On peut savourer çà : “Quand la vie décide de m’accabler, je sais que je peux faire confiance à un Bandol – Note : du Domaine Tempier, son préféré – à quelques gousses d’ail et à Mozart.” Ou çà : “Si l’on devait m’apprendre que j’allais bientôt passer l’arme à gauche, j’ai souvent pensé que je rejoindrais Lyon pour y manger comme quatre durant un bon mois.” Harrison le magnifique, dont il faut lire Dalva, Légendes d’automne, Un bon jour pour mourir, De Marquette à Veracruz, Aventures d’un gourmand vagabond... décrivait ainsi l’un de ses personnages : «Il mangeait littéralement à grandes bouchées le soleil, la lune et la terre». Tout son auto-portrait.
L’Explorateur du goût d’Alexandre Stern (AD Edition)
Au moment, à haut risque, où guettent le repli sur soi, la peur de l’autre et les frontières cadenassées, les passions et les découvertes de cet entrepreneur et explorateur du goût changent notre horizon. Alexandre Stern a compilé «toutes les saveurs qu’il faut avoir goûtées une fois dans sa vie» et a sillonné 688 spécialités culinaires des cinq continents. Aliments, saveurs, recettes, produits et origines, il voyage et ouvre grand les fenêtres. Au hasard des rencontres, roquefort, baba au rhum, artichaut épineux de Sardaigne, civelles, figue blanche du Cilento, agneau de l’île de Pag, tilapia, porc char siu, calmar d’Hakodate, baba ghanoush… A vos livres, souvenirs ou grimoires ou plutôt suivez Stern, érudit, curieux et passionnant.
Itinéraire spiritueux de Gérard Oberlé (Grasset)
Ayant bu et lu plus d’un écrit sur le vin, on remonte de la cave en titubant. Trop d’experts et de savoirs… Mais on a sauvé ce livre-pépite, cuvée 2006, de Gérard Oberlé, écrivain, amateur de livres anciens, compagnon de bamboches de Jim Harrison, plébéien, rabelaisien, raboteur et fine plume, élevé dans la ferveur des bistrots, ces “débits de consolation”. “Les bouteilles et moi c’est comme qui dirait une histoire de famille”. Une histoire de soif pour bons vivants. Chez Oberlé, l’ivresse est un maître-mot. Ses virées avec Jim Harrison trébuchent parfois sur un cognac tchécoslovaque, ses détours en Val d’Aoste conduisent à des barolo opulents et chaque page invite un livre, un vin, une cuvée princière ou une gueule de bois. “Disons que ma vision du monde est un peu trouble.

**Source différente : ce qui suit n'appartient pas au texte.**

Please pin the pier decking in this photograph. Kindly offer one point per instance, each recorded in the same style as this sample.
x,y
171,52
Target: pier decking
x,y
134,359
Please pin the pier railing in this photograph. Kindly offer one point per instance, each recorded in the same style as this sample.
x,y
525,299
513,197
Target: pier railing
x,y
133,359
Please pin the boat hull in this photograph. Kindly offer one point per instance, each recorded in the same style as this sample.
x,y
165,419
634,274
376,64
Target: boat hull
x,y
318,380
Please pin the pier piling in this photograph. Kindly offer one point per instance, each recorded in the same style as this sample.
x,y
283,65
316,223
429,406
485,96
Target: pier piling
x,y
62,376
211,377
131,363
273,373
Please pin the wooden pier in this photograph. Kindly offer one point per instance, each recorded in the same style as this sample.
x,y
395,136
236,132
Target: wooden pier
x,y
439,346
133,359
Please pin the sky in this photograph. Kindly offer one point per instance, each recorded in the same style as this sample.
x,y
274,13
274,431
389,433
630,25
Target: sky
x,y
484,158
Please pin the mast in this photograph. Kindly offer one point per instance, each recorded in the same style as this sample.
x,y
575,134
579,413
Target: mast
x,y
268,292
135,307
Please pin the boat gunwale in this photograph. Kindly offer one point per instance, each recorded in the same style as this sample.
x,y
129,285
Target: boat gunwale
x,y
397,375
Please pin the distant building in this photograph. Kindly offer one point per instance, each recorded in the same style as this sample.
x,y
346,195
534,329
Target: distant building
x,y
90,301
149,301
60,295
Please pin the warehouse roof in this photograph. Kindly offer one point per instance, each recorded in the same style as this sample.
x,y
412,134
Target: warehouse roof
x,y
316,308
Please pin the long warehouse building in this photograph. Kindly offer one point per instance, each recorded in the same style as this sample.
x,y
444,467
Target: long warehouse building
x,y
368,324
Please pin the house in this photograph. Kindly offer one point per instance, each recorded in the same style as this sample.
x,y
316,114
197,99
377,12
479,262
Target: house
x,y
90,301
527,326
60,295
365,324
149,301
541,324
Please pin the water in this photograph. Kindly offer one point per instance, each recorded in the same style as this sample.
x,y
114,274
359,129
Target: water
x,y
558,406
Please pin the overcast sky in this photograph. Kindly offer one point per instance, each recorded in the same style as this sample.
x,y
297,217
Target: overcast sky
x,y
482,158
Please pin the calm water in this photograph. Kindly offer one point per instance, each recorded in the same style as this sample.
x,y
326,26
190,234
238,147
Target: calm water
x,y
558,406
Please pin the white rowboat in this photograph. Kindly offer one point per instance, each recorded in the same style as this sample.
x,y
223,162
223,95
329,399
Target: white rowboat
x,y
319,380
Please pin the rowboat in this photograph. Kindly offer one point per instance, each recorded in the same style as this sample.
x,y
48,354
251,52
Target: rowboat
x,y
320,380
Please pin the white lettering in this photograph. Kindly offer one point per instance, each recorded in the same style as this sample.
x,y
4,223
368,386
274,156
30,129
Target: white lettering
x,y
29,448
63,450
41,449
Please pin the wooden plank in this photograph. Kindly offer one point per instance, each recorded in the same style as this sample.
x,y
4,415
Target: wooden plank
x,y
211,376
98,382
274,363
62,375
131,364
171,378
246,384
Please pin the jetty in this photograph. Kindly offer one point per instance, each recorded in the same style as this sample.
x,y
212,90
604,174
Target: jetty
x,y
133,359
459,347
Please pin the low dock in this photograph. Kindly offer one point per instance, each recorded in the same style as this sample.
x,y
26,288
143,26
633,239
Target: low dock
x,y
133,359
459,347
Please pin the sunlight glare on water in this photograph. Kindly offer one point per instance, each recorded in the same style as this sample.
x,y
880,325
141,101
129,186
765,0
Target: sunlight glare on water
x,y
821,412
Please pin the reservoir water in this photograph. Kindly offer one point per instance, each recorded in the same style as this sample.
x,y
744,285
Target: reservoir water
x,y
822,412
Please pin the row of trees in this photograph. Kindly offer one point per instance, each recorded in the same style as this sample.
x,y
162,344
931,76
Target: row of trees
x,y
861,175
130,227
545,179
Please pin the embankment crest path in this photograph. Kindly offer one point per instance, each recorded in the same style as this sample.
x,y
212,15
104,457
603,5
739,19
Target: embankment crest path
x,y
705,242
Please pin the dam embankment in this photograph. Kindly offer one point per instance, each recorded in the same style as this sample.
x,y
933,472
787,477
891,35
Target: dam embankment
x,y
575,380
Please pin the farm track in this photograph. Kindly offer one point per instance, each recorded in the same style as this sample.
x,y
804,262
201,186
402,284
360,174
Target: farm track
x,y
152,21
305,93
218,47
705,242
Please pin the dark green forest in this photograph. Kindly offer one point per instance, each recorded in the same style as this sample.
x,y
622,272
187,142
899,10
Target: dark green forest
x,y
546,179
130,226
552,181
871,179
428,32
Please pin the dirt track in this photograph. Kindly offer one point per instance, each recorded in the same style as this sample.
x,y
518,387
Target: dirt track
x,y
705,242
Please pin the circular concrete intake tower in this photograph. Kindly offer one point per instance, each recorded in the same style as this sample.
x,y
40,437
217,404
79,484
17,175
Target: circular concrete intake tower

Tant mieux !”. Un verre de saumur-champigny et ce roman pour grands gosiers bien en main, on trinque à la santé d’Oberlé, à son gai savoir et à ses libres boissons.
Encore des nouilles de Pierre Desproges (Les Echappés)
Desproges à table, ce n’est pas du réchauffé. Juste deux doigts de nonsense dans une marmite de virus. Il est toujours temps de savourer les chroniques culinaires improbables d’un «gastronome approximatif doublé d’un buveur anarchique», rédigées dans les années quatre vingt pour Cuisine et Vins de France et illustrées de dessins de Cabu, Charb, Luz, Riss, Tignous, Wolinski… Du collector, du ciselé, du brutal aussi. Initié au vin, à vingt ans, en bredouillant un Château Margaux 1928, Desproges cuisinait à ses heures et puisait dans sa cave aux trésors. Toute nostalgie bue, on savoure ces chroniques foldingues et stylées d’un amateur averti qui aimait les vins, la table, les femmes, l’amour, la vie.